The New York-based company will suspend its operations at its manufacturing facility, Tonic Fitness Technology Inc, through the remainder of 2022.
Peloton will also cut around 570 jobs at Tonic, a Taiwan-based firm, which the fitness equipment maker bought in 2019, Reuters reported, citing a source familiar with the matter.
Shares of Peloton, which have lost about three-fourths of their value this year, jumped more than 3.5% in afternoon trade.
Under the new CEO, Barry McCarthy, the company is trying to cut costs and shore up capital this year after demand for its popular home fitness equipment faded as people returned to working out at gyms after the pandemic.
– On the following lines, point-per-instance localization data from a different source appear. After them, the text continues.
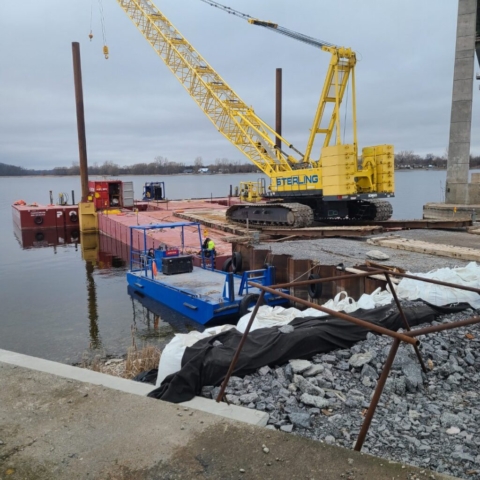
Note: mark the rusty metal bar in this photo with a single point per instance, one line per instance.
(376, 396)
(429, 280)
(278, 107)
(405, 321)
(329, 279)
(343, 316)
(239, 348)
(442, 327)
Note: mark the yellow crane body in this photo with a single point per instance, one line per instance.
(333, 184)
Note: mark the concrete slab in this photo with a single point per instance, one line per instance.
(241, 414)
(58, 428)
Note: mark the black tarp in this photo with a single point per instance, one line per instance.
(205, 364)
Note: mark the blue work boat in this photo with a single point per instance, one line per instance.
(202, 293)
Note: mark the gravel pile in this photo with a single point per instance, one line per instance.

“We believe that this, along with other initiatives, will enable us to continue reducing the cash burden on the business and increase our flexibility,” McCarthy said.
He has also brought in former Amazon executive Liz Coddington as the company’s new chief financial officer.
In May, McCarthy warned that the company was “thinly capitalized” and that unsold inventory coupled with mounting costs pushed it into a significant quarterly loss.